While cleaning the office of a detective agency, janitors Laurel and Hardy answer a telephone call from an inventor who claims to have created a destructive bomb he calls "The Big Noise." Posing as detectives, the duo move into the inventor's home, where they must contend with his eccentric behavior, oddball widowed aunt (who takes a fancy to Hardy) and his misbehaving nephew. The inventor's neighbors are crooks who are eager to steal the new bomb.
Laurel and Hardy hide the bomb in a concertina and steal an airplane to bring it to Washington. However, the airplane is a remote control target used by the U.S. Army for gunnery training. Laurel and Hardy barely escape by parachuting to safety over the Pacific Ocean, and they dispose of the bomb by dropping it on a Japanese submarine.
The Big Noise was the fifth of six feature films Laurel and Hardy made at 20th Century Fox during the 1940s. During the film's production, Stan Laurel told an interviewer that efforts were made to support the American World War II domestic effort to conserve materials. "We cut out automobile chases and food wasting-gags when the war first started, and with The Big Noise we decided to slash every gag that might conceivably have bearing on wartime wastages and destruction," he said.

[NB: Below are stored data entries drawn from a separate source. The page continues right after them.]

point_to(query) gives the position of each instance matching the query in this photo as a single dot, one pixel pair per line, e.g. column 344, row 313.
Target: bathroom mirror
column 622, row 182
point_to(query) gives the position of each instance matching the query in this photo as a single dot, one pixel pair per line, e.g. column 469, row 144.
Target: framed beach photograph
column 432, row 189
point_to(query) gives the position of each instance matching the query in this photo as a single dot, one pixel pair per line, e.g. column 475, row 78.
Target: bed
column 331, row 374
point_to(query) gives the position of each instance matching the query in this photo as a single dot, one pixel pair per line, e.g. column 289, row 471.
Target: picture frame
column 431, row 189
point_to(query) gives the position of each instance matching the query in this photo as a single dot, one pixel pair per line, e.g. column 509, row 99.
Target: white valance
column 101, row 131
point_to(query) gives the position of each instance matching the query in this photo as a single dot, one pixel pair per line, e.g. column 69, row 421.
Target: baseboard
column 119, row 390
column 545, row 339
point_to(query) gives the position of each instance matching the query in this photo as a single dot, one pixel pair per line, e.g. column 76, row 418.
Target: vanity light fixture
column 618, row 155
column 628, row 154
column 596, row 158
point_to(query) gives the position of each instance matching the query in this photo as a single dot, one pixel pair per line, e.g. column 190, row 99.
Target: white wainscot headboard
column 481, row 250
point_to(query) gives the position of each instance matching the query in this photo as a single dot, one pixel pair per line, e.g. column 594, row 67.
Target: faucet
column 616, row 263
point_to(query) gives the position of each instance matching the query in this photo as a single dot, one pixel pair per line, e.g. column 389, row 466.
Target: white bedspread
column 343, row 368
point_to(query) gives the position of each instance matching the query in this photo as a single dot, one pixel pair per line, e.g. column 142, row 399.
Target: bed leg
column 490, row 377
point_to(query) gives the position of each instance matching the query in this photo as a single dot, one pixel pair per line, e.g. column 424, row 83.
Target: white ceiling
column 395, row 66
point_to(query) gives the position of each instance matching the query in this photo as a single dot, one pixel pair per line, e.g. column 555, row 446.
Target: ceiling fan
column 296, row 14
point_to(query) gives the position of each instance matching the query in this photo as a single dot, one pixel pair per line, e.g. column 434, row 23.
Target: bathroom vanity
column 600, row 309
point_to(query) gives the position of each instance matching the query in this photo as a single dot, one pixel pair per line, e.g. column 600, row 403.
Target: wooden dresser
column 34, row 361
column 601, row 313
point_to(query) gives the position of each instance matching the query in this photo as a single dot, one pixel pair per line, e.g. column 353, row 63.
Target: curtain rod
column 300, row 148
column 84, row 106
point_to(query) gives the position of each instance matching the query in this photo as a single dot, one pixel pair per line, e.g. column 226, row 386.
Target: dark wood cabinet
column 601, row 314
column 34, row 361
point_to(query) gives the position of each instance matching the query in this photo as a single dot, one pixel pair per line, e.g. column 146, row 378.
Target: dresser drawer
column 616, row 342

Scenes and gags used in previous Laurel and Hardy films turned up in The Big Noise. Among the earlier films to have their material reused were Berth Marks, Wrong Again, Block-Heads and The Flying Deuces.

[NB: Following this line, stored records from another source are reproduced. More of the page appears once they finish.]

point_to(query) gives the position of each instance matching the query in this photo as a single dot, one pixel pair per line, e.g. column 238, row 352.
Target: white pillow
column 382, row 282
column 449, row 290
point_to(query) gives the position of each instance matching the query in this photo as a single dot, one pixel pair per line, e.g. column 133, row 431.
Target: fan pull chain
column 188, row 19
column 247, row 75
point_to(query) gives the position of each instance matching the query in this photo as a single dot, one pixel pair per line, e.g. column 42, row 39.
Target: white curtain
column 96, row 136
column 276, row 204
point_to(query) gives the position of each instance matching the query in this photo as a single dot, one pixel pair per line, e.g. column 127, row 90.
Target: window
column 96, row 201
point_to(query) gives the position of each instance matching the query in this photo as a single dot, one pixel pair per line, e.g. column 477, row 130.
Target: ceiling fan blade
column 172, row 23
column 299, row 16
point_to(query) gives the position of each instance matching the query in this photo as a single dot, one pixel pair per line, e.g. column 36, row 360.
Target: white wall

Laurel would later recall that he attempted to convince producer Sol M. Wurtzel to recycle the Berth Marks scene involving the duo in a claustrophobic train berth by changing the location of the berth to a transcontinental airplane. Laurel felt having the airplane hitting turbulence with the pair bouncing about in the berth would be funnier than recycling the train-based gags. Laurel's request was rejected, but the film did improve on the original setup by adding comic actor Jack Norton as an inebriate who shares the berth with Laurel and Hardy.